Wissam Ahmed signe une mise en scène qui respecte l’intelligence de l’enfance. Ici, point de morale assénée ni de leçon pesante. Le metteur en scène rappelle que l’enfant porte en lui une nature pure, capable de discerner spontanément le juste de l’injuste. Le bien, suggère-t-il, ne s’impose pas par la force : il se choisit, lorsqu’il naît du cœur. Le traitement scénique privilégie l’imaginaire, le chant et le mouvement. Les chorégraphies, conçues par Khadija Harraz, insufflent au plateau une énergie vibrante, tandis que la musique composée par Heba El-Sayed et arrangée par Amr Arafa enveloppe le récit d’une douceur lumineuse. Les lumières d’Ahmed Kahraba sculptent les rêves, les décors réalisés par Rody dessinent un monde à la lisière du réel, et les costumes — exécutés par Abir El-Khalidi, avec une conception signée Iman Harraz — parachèvent cette fresque onirique.
Sur scène, une constellation d’enfants — parmi lesquels Bella Mostafa, Lousine Khaled, Ghina Mohamed, Massa Ayman, Malika Mohamed, Mohamed Abdel Moneim et bien d’autres — portent le spectacle avec une sincérité désarmante. Leurs voix, leurs gestes, leurs hésitations mêmes, donnent au conflit entre l’ombre et la lumière une vérité touchante. On ne voit pas seulement des personnages : on assiste à l’éclosion d’une conscience.
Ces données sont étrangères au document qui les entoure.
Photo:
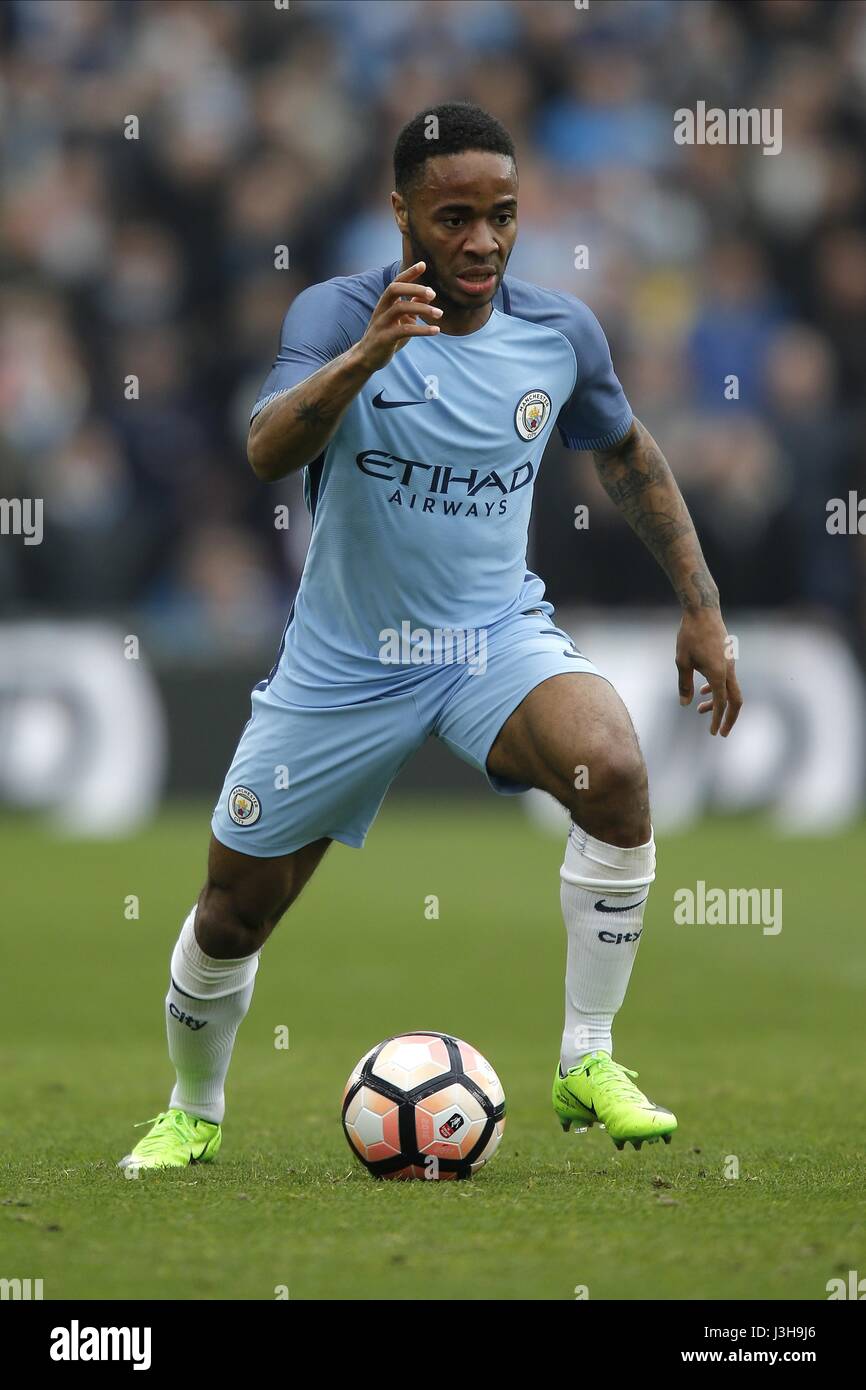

Produit par la Direction générale de la culture de l’enfant, dirigée par la Dre Jehan Hassan et rattachée à l’Administration centrale des études et de la recherche présidée par la Dre Hanan Moussa, le spectacle a été présenté en coopération avec la Région culturelle du Centre et de l’Ouest du Delta, dirigée par Mohamed Hamdy, et la branche culturelle d’Alexandrie sous la direction de l’artiste Dre Manal Yamani.
Avec « Le Jardin des rêves », le théâtre pour enfants cesse d’être un divertissement secondaire pour devenir un espace sûr où l’on apprend à rêver sans cesser de penser. À Anfouchi, le bien et le mal ne s’affrontent pas seulement sur scène : ils se livrent bataille dans le cœur des spectateurs. Et c’est peut-être là que commence, pour chacun, le véritable jardin des rêves.